More than 34,000 cancer deaths are caused around the world each year by diets high in processed meat, according to data referenced in the IARC report. By comparison, tobacco causes about a million cancer deaths annually. Alcohol consumption causes 600,000. And air pollution is responsible for 200,000.
The IARC review also found evidence for an association between unprocessed red meat (such as beef or pork) and colorectal cancer, along with some evidence that red meat might contribute to pancreatic and prostate cancers, too.
Studies show several ways that meat might cause cancer, says Loic Le Marchand, an epidemiologist at the University of Hawaii Cancer Center, who collaborated with more than 20 international scientists on the IARC report. One line of evidence points to compounds called nitrates and nitrites, which are used during processing and also form in the colon when people digest meat and meat products, even those labeled “nitrate-free.”
Cooking methods make a difference, according to studies that have zeroed in on two groups of chemicals that appear in particularly large quantities when meat, fish or poultry is cooked under high heat by grilling, barbecuing, broiling or even pan-frying. One group, called HAAs (heterocyclic aromatic amines), form during high-temperature reactions between substances in muscle tissue. PAHs (polycyclic aromatic hydrocarbons), which form when meat is smoked, charred or cooked over an open flame, are also found in tobacco smoke.
In general, Turesky says, higher temperatures and longer cooking times lead to higher levels of HAAs and PAHs. Enzymes in our bodies then change these chemicals into compounds that can damage DNA. Numerous studies have illustrated that kind of damaging potential in cell cultures and animals, including rodents and primates.
But does meat actually cause cancer in people?
Turesky is beginning to turn up evidence that it might. In a study published last year, he and colleagues studied biopsies of prostate tumors and found that DNA in the cancer cells had been damaged by HAAs.
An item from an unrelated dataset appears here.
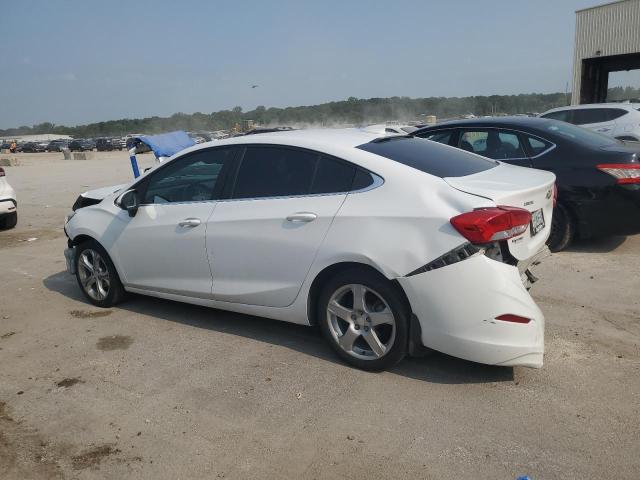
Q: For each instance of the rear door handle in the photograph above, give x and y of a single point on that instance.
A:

“This is the first unequivocal proof that, once you eat the cooked meat mutagens, some of them find their way to the prostate and damage the prostate,” Turesky says. The study doesn’t prove that meat caused the cancer, he adds. “It could just be an association. Now we have to show that the mutations are attributed to the chemicals in cooked meat.”
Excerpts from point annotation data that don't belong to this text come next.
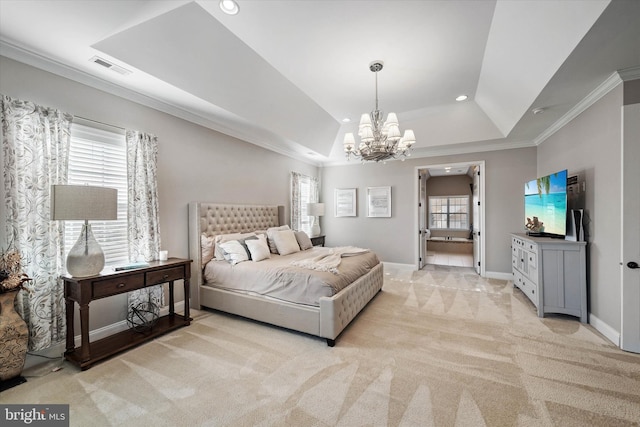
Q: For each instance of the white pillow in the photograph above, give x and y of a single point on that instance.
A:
(221, 238)
(234, 252)
(303, 240)
(206, 248)
(286, 242)
(270, 231)
(259, 248)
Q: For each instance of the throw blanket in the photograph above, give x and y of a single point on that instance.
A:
(330, 260)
It would be illuminating to find the same types of meat-linked mutations in colorectal cancer cells, Le Marchand adds. “That would be the nail in the coffin,” he says.
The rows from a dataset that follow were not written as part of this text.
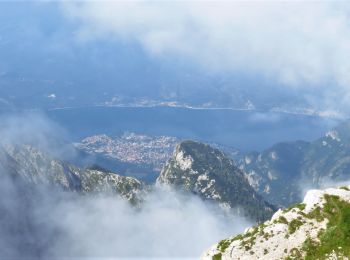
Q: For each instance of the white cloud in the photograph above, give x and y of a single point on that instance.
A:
(295, 43)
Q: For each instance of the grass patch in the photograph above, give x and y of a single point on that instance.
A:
(336, 237)
(294, 225)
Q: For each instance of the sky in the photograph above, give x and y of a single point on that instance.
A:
(291, 54)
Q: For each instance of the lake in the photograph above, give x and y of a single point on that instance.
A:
(242, 129)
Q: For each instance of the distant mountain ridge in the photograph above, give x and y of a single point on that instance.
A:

In the meantime, research suggests several ways to lower levels of carcinogens in your meat. Marinating before cooking helps keep the surface of the meat from getting so hot, Turesky says. Microwaving before barbecuing can also help. So can flipping burgers frequently and taking care not to char or burn meat (while also cooking it enough to avoid the health risks of undercooking).
Meat may also be more damaging to some people than to others, says Le Marchand, whose interest in meat began with observations that Japanese immigrants to Hawaii had higher rates of colorectal cancer compared with the state’s white residents and compared with people in Japan. Some of his research suggests that genetics puts some people more at risk from the potentially harmful effects of meat.
Eating meat once or once in a while won’t cause cancer, Le Marchand adds. It’s regular and repeated exposure for decades that adds up to make a difference in risk.
“I think once a week or twice a month is fine,” Le Marchand says. As with other nutrition concerns, he adds, “it’s always the same: Moderation is key.”